Ellicott was soon joined by Minor and the two officials spent a total of 28 days at their observatory in Jackson County, conducting astronomical observations to determine what they believed to be the precise location of the 31st parallel. In the process, they also recorded the first known weather observations in the history of Jackson County.
On July 28, 1799, for example, Ellicott noted that the day was “cloudy with rain all day” and that the temperature began at 82 degrees in the morning, but fell to 80 degrees at 10 a.m. On August 20th he reported that the morning began “remarkably fine and clear, wind from the east,” but that a severe storm blew up at around 9 a.m. At 1 p.m. he reported a “gust of rain accompanied by large hail stones from the S.W.”
The observatory was abandoned on August 23rd and the surveyors moved down to the present site of Chattahoochee in Gadsden County where they continued their work. Their Jackson County observatory, however, was the first known such scientific establishment in Florida.
The site, located on the Chattahoochee River just north of Neal’s Landing, is now overgrown and forgotten, with nothing more than one of Ellicott’s mounds remaining to mark this landmark event in the history of Jackson County, Florida, the United States and Spain.

Sunday, June 22, 2008

Location of Webbville


I received a question from a reader who was curious to know the location of the Jackson County "ghost town" of Webbville.
Webbville was a prominent community during the 1820s and rivaled Marianna for the title of county seat. In fact, the U.S. Congress actually designated Webbville as the official county seat of Jackson County.
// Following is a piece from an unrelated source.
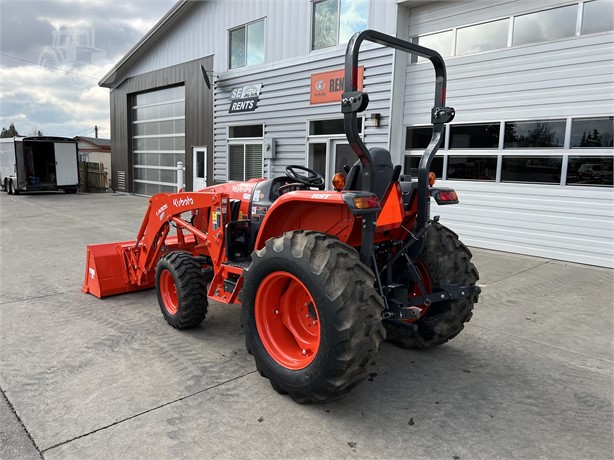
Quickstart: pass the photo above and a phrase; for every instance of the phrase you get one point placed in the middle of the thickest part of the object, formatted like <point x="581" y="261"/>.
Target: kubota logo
<point x="178" y="202"/>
The Florida Territorial Legislature threatened to fine any public official that did not conduct business from the courthouse in Marianna, however, and all of the county's officials moved to that location. Webbville, however, still remains the congressionally designated county seat.
Nothing remains of the town today. The site was located near the intersection of Highway 73 and U.S. 231. Union Road leads north off Highway 73 near the intersection. This dirt road (Union Road) was the old Campbellton Road that connected Marianna, Webbville and Campbellton. The Webbville site is located on the hill between Highway 73 and Russ Mill Creek. Union Road crosses directly through the site.

Thursday, June 5, 2008

Lake Seminole History, Part Eleven


Continuing our look at historic sites around Lake Seminole, we have more today on Camp Recovery.
This site is located in Decatur County, Georgia, about thirty minutes or so from Sneads. To reach the site, just go across the river to Chattahoochee and turn left at the light as you arrive in town. Follow Booster Club Road up into the Lake Seminole area and then veer right instead of going straight into the Booster Club Park area (if you are familiar with the lake, you will recognize this as the road to Wingate's Landing). The camp site is a few miles ahead on the right.
A historic marker and memorial archway stand by the entrance on the highway. From there it is a short walk up the lane to the cemetery site, which is accessed by a small gatehouse. The monument erected by the U.S. Government during the 1880s can be seen there.